The strengths of this case report include its detailed clinical and diagnostic investigations, which provide valuable insights into the challenges of diagnosing and managing coexisting RA and ALS/PLS. However, limitations should be considered. The rarity of this association limits the ability to draw general conclusions from findings, and the patient’s history of multiple biologic and non-biologic therapies complicates the identification of causative factors. Additionally, the lack of long-term follow-up data restricts our ability to draw definitive conclusions about the progression and prognosis of her condition.
Conclusion and Future Perspectives
This case highlights the rare co-occurrence of RA and ALS, emphasizing the diagnostic and therapeutic challenges posed by overlapping and neurodegenerative conditions. The patient’s history of long-standing RA and treatment with TNF- α inhibitors such as etanercept raises important questions about the potential role of chronic inflammation and biologic use in neurodegeneration. Whilst the evidence remains inconclusive, the case contributes to the growing body of literature suggesting shared immunogenetic and pathophysiologic mechanisms between RA and ALS [5].

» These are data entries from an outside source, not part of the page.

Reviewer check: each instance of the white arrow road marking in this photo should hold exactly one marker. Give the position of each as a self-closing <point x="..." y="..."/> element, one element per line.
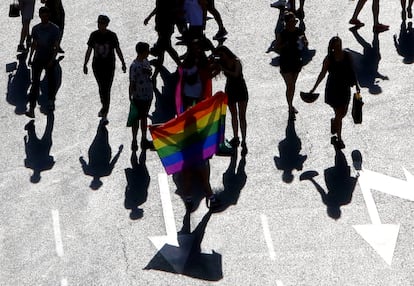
<point x="171" y="237"/>
<point x="58" y="236"/>
<point x="390" y="185"/>
<point x="175" y="253"/>
<point x="382" y="237"/>
<point x="268" y="237"/>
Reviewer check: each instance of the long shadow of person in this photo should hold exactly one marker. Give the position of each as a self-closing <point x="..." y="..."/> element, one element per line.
<point x="187" y="259"/>
<point x="136" y="191"/>
<point x="339" y="183"/>
<point x="99" y="154"/>
<point x="43" y="97"/>
<point x="366" y="64"/>
<point x="38" y="156"/>
<point x="233" y="182"/>
<point x="18" y="84"/>
<point x="405" y="42"/>
<point x="165" y="100"/>
<point x="289" y="151"/>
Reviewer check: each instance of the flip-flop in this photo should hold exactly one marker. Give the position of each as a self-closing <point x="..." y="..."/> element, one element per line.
<point x="356" y="22"/>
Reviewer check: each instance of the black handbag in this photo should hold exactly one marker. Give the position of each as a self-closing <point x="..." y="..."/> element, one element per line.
<point x="357" y="104"/>
<point x="14" y="9"/>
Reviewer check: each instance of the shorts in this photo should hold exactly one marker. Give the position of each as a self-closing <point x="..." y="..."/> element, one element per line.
<point x="210" y="5"/>
<point x="143" y="107"/>
<point x="27" y="9"/>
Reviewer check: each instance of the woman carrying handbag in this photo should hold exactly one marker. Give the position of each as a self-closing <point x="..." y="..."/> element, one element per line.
<point x="338" y="64"/>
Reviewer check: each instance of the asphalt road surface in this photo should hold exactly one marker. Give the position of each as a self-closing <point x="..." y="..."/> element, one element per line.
<point x="78" y="209"/>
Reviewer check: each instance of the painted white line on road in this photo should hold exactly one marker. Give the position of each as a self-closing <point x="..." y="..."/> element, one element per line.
<point x="268" y="237"/>
<point x="279" y="283"/>
<point x="167" y="205"/>
<point x="58" y="236"/>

Future research should focus on clarifying the mechanisms underlying this potential association, including the role of systemic inflammation, blood-brain barrier disruption and genetic predispositions. Longitudinal studies and investigations exploring potential shared mechanisms of these diseases are essential to explore the interplay between autoimmunity and neurodegeneration. Targeted therapies that address both autoimmune and neurodegenerative processes, such as IL-1β inhibitors, NF-κB pathway modulators, or novel neuroprotective agents, represent promising avenues for future research. By addressing these gaps, this case may inform clinical protocols and stimulate further inquiry into the intersection between autoimmunity and neurodegeneration, ultimately improving outcomes for patients with coexisting conditions.